Berk U. February 2016

Numpy: does matrix-vector multiplication not skip computation when some vector elements are equal to zero?

I've recently been working on a project where a majority of my time is spent multiplying a dense matrix A and a sparse vector v (see here).

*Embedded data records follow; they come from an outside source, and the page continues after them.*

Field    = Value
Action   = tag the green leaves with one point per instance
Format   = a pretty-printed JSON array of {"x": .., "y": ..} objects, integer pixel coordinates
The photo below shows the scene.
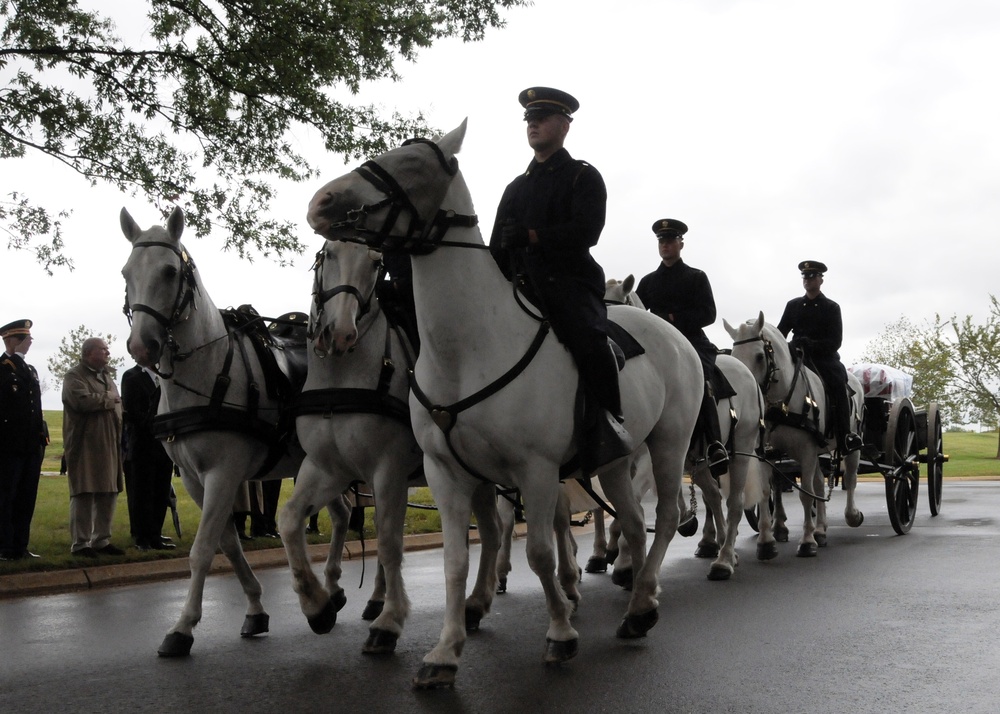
[{"x": 198, "y": 110}]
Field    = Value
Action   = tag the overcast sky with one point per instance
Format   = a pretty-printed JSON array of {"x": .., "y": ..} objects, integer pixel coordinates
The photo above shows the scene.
[{"x": 865, "y": 134}]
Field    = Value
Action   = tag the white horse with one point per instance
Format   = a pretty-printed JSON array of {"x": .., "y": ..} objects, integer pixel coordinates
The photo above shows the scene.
[
  {"x": 494, "y": 394},
  {"x": 216, "y": 410},
  {"x": 740, "y": 419},
  {"x": 797, "y": 393},
  {"x": 354, "y": 425}
]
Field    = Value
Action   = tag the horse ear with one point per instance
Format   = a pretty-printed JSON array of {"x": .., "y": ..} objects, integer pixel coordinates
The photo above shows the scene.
[
  {"x": 451, "y": 143},
  {"x": 129, "y": 226},
  {"x": 175, "y": 224}
]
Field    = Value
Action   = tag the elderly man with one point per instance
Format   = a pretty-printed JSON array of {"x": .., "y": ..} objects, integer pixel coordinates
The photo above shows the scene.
[
  {"x": 22, "y": 441},
  {"x": 548, "y": 219},
  {"x": 92, "y": 437}
]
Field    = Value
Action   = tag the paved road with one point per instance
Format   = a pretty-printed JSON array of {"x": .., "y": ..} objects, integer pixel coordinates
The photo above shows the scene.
[{"x": 876, "y": 623}]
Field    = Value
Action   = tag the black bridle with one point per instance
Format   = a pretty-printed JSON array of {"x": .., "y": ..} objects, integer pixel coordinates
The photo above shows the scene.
[
  {"x": 184, "y": 301},
  {"x": 321, "y": 296},
  {"x": 421, "y": 236}
]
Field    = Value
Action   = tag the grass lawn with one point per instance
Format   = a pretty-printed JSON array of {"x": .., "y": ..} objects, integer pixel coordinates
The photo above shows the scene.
[{"x": 970, "y": 455}]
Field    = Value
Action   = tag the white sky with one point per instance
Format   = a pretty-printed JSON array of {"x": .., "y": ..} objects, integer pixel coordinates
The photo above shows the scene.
[{"x": 862, "y": 133}]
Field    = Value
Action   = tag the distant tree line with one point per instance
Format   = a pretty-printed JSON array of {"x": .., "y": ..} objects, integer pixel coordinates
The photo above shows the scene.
[{"x": 954, "y": 361}]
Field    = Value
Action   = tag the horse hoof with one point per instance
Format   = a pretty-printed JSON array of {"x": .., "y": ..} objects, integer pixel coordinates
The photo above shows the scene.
[
  {"x": 719, "y": 572},
  {"x": 622, "y": 577},
  {"x": 176, "y": 644},
  {"x": 557, "y": 652},
  {"x": 767, "y": 551},
  {"x": 707, "y": 550},
  {"x": 372, "y": 610},
  {"x": 255, "y": 625},
  {"x": 380, "y": 642},
  {"x": 325, "y": 620},
  {"x": 689, "y": 527},
  {"x": 473, "y": 617},
  {"x": 435, "y": 676},
  {"x": 635, "y": 626},
  {"x": 807, "y": 550}
]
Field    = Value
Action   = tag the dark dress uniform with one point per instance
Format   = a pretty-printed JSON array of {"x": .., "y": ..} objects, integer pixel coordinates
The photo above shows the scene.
[
  {"x": 818, "y": 331},
  {"x": 148, "y": 468},
  {"x": 22, "y": 444},
  {"x": 563, "y": 201},
  {"x": 685, "y": 293}
]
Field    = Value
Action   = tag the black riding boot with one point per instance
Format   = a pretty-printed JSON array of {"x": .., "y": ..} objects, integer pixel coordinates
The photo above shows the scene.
[{"x": 603, "y": 439}]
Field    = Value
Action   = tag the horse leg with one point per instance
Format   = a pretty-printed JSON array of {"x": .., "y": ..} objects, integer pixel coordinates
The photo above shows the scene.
[
  {"x": 312, "y": 487},
  {"x": 540, "y": 502},
  {"x": 766, "y": 547},
  {"x": 598, "y": 561},
  {"x": 811, "y": 476},
  {"x": 568, "y": 567},
  {"x": 390, "y": 517},
  {"x": 485, "y": 508},
  {"x": 216, "y": 502},
  {"x": 708, "y": 546},
  {"x": 454, "y": 501},
  {"x": 725, "y": 564},
  {"x": 852, "y": 515},
  {"x": 505, "y": 511},
  {"x": 641, "y": 612}
]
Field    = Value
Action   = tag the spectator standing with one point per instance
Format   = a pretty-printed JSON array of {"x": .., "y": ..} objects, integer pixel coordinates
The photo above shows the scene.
[
  {"x": 92, "y": 432},
  {"x": 23, "y": 437},
  {"x": 148, "y": 468}
]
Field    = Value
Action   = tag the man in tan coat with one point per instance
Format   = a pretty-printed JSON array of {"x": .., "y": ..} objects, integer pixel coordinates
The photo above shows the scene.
[{"x": 92, "y": 434}]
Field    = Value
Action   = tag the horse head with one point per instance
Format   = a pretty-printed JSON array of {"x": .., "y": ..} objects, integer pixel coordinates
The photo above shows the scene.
[
  {"x": 160, "y": 285},
  {"x": 343, "y": 293},
  {"x": 762, "y": 349},
  {"x": 392, "y": 201},
  {"x": 619, "y": 292}
]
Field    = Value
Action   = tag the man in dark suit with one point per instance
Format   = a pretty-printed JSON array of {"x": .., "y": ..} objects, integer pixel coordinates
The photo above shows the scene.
[
  {"x": 817, "y": 332},
  {"x": 682, "y": 295},
  {"x": 23, "y": 438},
  {"x": 548, "y": 219},
  {"x": 147, "y": 467}
]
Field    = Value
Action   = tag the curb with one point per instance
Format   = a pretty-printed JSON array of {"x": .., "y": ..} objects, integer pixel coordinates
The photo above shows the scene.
[{"x": 105, "y": 576}]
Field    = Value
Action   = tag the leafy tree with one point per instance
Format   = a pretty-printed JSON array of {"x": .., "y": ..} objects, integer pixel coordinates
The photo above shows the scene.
[
  {"x": 199, "y": 108},
  {"x": 955, "y": 362},
  {"x": 70, "y": 349}
]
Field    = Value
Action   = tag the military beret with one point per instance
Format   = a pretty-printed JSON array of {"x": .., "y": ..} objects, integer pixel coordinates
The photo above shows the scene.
[
  {"x": 669, "y": 227},
  {"x": 812, "y": 267},
  {"x": 17, "y": 328},
  {"x": 542, "y": 101}
]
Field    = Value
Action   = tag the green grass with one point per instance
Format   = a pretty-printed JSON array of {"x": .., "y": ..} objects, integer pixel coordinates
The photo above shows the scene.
[
  {"x": 970, "y": 455},
  {"x": 50, "y": 525}
]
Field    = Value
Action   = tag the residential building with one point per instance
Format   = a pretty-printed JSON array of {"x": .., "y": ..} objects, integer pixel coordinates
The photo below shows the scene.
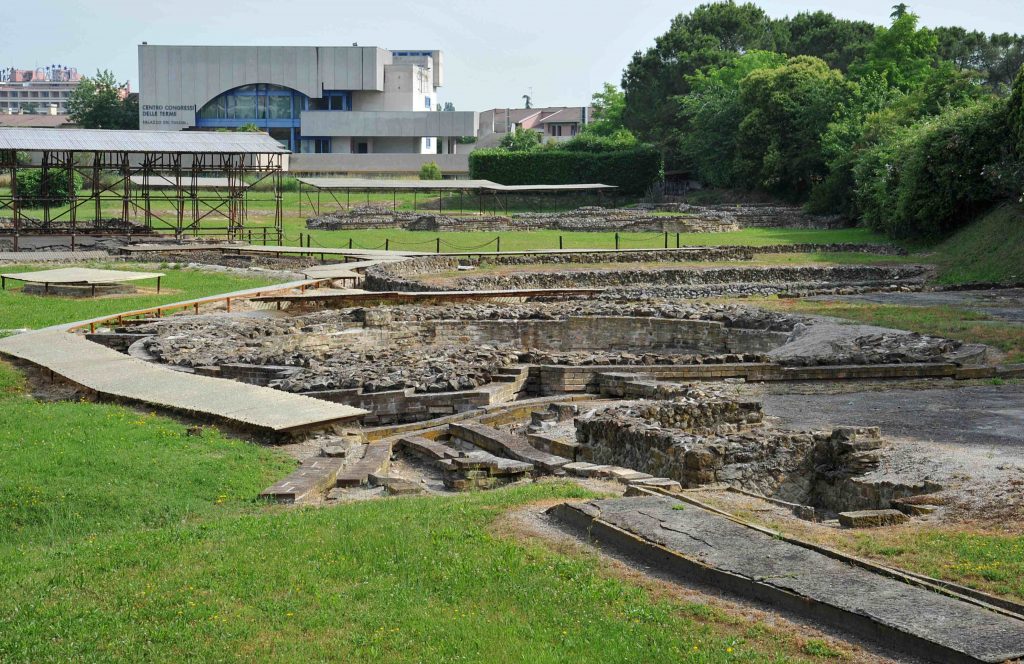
[
  {"x": 553, "y": 123},
  {"x": 43, "y": 90},
  {"x": 324, "y": 102}
]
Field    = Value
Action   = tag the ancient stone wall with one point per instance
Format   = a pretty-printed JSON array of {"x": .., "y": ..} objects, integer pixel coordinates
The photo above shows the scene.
[
  {"x": 798, "y": 277},
  {"x": 604, "y": 332},
  {"x": 751, "y": 215},
  {"x": 584, "y": 218}
]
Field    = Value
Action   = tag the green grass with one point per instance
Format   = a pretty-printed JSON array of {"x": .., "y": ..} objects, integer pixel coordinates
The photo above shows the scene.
[
  {"x": 991, "y": 249},
  {"x": 950, "y": 322},
  {"x": 123, "y": 539},
  {"x": 525, "y": 240},
  {"x": 20, "y": 310},
  {"x": 987, "y": 562}
]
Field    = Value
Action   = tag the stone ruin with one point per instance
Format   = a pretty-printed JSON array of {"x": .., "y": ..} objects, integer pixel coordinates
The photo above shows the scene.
[{"x": 591, "y": 218}]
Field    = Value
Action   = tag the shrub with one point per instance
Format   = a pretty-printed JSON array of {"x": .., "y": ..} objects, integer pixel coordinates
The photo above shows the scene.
[
  {"x": 430, "y": 170},
  {"x": 933, "y": 177},
  {"x": 30, "y": 188},
  {"x": 632, "y": 170}
]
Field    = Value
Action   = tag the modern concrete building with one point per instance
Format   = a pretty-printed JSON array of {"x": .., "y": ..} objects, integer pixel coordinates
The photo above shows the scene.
[
  {"x": 324, "y": 102},
  {"x": 553, "y": 123}
]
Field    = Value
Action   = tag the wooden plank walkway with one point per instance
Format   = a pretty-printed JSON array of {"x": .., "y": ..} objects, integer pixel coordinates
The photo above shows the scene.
[{"x": 113, "y": 374}]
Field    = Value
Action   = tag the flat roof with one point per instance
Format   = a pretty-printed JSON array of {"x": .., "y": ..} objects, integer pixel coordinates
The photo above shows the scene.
[
  {"x": 128, "y": 140},
  {"x": 84, "y": 276},
  {"x": 372, "y": 183}
]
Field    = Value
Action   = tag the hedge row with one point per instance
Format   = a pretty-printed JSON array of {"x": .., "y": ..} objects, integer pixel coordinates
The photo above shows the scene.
[
  {"x": 931, "y": 178},
  {"x": 632, "y": 170},
  {"x": 30, "y": 188}
]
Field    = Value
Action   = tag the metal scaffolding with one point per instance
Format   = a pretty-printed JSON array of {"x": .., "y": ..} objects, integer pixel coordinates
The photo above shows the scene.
[{"x": 185, "y": 183}]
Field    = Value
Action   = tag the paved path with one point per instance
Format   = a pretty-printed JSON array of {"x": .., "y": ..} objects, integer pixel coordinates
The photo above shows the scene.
[
  {"x": 50, "y": 256},
  {"x": 706, "y": 546},
  {"x": 378, "y": 254},
  {"x": 114, "y": 374}
]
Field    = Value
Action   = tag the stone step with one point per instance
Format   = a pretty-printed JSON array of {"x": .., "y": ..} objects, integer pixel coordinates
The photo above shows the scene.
[
  {"x": 553, "y": 445},
  {"x": 892, "y": 609},
  {"x": 312, "y": 478},
  {"x": 502, "y": 443},
  {"x": 376, "y": 460},
  {"x": 395, "y": 486}
]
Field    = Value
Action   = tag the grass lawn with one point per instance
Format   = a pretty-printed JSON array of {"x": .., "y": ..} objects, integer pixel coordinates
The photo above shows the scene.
[
  {"x": 525, "y": 240},
  {"x": 950, "y": 322},
  {"x": 20, "y": 310},
  {"x": 991, "y": 249},
  {"x": 124, "y": 539}
]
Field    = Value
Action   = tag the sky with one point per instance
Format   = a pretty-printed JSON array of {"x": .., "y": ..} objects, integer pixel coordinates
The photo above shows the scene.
[{"x": 495, "y": 51}]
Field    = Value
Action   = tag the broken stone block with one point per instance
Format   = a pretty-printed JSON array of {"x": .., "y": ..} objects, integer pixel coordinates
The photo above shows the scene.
[{"x": 871, "y": 517}]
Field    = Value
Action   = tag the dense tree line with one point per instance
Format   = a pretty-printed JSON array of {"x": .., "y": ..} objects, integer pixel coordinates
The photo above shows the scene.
[{"x": 900, "y": 126}]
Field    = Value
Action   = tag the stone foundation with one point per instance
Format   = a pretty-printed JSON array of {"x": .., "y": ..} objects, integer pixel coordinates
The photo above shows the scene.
[{"x": 584, "y": 218}]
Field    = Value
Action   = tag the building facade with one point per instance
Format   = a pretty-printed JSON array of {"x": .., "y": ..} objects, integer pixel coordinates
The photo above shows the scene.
[
  {"x": 330, "y": 100},
  {"x": 43, "y": 90}
]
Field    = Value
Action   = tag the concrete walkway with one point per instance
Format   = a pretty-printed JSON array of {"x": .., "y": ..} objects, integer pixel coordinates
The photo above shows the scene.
[
  {"x": 700, "y": 545},
  {"x": 116, "y": 375}
]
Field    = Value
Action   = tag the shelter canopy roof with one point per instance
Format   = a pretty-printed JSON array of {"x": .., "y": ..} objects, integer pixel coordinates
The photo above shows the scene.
[
  {"x": 84, "y": 276},
  {"x": 127, "y": 140}
]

In my attempts to reduce computation, I've noticed that the runtime of A.dot(v) is not affected by the number of zero entries of v.

To explain why I would expect the runtime to improve in this case, let result = A.dot.v so that result[j] = sum_i(A[i,j]*v[j]) for j = 1...v.shape[0]. If v[j] = 0 then clearly result[j] = 0 no matter the values A[::,j]. In this case, I would therefore expect numpy to just set result[j] = 0 but it seems as if it goes ahead and computes sum_i(A[i,j]*v[j]) anyways.

I went ahead and wrote a short sample script to confirm this behavior below.

import time
import numpy as np

np.__config__.show() #make sure BLAS/LAPACK is being used
np.random.seed(seed = 0)
n_rows, n_cols = 1e5, 1e3

#initialize matrix and vector
A = np.random.rand(n_rows, n_cols)
u = np.random.rand(n_cols)
u = np.require(u, dtype=A.dtype, requirements = ['C'])

#time
start_time = time.time()
A.dot(u)
print "time with %d non-zero entries: %1.5f seconds" % (sum(u==0.0), (time.time() - start_time))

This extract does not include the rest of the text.